Still, there's one rival product Apple sees as a serious threat - Samsung's new Galaxy Tab 10.1 tablet. Enough so that Apple took Samsung to court in Düsseldorf, Germany, earlier this month and won a temporary injunction banning sales of the tablet in 26 European Union countries based on the physical resemblance of the device to the E.U.-design-patented iPad. The ruling has since been reduced and an appeal will be heard later this week.

Here in the States, "trade dress" infringements are harder to prove. While similarly glossy at first glance, the 10.1-inch-screened Galaxy Tab is a tad more rectangular and less boxy than an 9.7-inch iPad, though it's equally slim and light.

A wide-screen movie or TV show actually exploits more screen real estate on the Samsung, with smaller or no black bars at top and bottom. The Tab's slightly larger screen also improves touch typing and hot button activation.

ON THE OTHER HAND: Some fans have declared the Tab's display the "equal" to the iPad in clarity. Watching Radiohead's newly posted (to YouTube) studio concert "From the Basement" on both tablets side by side, I found the iPad image a tad sharper and its skin-tone reproduction more accurate. (Early next year, it's been leaked, a "high definition" iPad3 will double the current picture pixel count.)

Other distinguishers: The Galaxy Tab doesn't have a convenient "home" button on the front side. And you can't do that clever two-finger "pinch" move that Apple invented to shrink/expand an image. Zooming's done instead by tapping on the Tab screen or sweeping fingers at opposing corners.

Infringement case dismissed?

UPPING THE ANTE: Galaxy tablets run a distant second in popularity, claiming a 12 percent market share. Still, Samsung seems committed to building that number. Higher-resolution front and back cameras are onboard and speakers deliver actual stereo separation.

The Android 3.1 operating system feels almost as polished as the Apple iOS, though I have issues with the Adobe Reader implementation. Most of the cool apps introduced on the iPad/

iPhone are now on the Android platform, too.

RATIONALIZERS: Maybe the best reason to chose a Galaxy Tab is that it makes a more logical companion to your Android mobile phone. You can tether the two products and load apps purchased for the phone onto the Tab for free (just as iPhone customers can do when they then get an iPad).

Road warriors will appreciate the special version of the Galaxy Tab 10.1 that runs on Verizon's super-robust 4G LTE service, not accessible on iPads. I've been playing with a Verizon-linked Tab and been floored by the performance. Sites open and content downloads in a blink. Music and video streams are glitch-free. And you can use this enhanced Tab as a wireless hub.
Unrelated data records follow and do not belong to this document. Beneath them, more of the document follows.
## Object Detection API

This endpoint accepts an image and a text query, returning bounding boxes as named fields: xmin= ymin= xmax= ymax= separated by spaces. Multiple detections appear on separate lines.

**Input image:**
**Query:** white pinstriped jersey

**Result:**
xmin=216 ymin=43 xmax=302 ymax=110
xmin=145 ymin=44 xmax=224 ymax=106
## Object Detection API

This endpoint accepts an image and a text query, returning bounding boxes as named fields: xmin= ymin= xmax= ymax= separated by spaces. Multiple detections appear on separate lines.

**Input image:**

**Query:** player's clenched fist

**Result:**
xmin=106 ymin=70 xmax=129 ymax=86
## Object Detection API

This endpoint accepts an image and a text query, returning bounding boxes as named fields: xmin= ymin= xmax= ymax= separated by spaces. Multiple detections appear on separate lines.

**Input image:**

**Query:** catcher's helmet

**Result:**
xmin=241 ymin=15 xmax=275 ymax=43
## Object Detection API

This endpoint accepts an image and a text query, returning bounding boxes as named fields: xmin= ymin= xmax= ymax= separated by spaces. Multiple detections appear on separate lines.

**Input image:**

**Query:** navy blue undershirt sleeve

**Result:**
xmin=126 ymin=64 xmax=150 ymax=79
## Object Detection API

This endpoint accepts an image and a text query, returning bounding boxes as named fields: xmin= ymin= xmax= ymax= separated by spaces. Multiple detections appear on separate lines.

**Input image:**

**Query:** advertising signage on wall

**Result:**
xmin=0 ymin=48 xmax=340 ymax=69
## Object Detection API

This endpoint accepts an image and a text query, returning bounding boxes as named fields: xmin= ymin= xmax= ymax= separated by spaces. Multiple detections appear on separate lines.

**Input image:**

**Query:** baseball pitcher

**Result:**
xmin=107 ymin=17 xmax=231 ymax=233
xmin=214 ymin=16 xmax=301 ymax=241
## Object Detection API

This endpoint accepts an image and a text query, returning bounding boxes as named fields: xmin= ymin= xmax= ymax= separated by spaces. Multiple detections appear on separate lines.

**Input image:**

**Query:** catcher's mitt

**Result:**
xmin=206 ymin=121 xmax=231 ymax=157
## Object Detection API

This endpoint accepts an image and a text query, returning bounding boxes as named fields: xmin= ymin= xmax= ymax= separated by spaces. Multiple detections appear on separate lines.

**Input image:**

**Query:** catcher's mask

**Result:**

BUYER NOTES: To improve its market share, Samsung is essentially giving away a 16GB, Wi-Fi only Galaxy Tab 10.1 (a $499 value) at Best Buy stores through Saturday as an added incentive for buyers of Samsung LED-edge lit 46- and 55-inch HDTVs. These spiffy sets also deliver Samsung Internet Apps and 3-D playback. They even come with a nice "3D Starter Kit" of glasses and movies. All for $1,500 and $2,000, respectively.

Verizon sells the mobile network- (and Wi-Fi-) enabled Galaxy Tab 10.1 for $530 (16GB) or $630 (32GB) with a two-year service contract. Gotta agree to a monthly commitment of $30 for 2GB of data (adequate if you're not streaming much entertainment), $50 for 5 GB, or $80 for 10 GB.

Rarely work or play outside Wi-Fi zones? Consider purchasing a Verizon-networkable Tab without a contract. The hardware cost jumps $170; per month data pricing remains the same.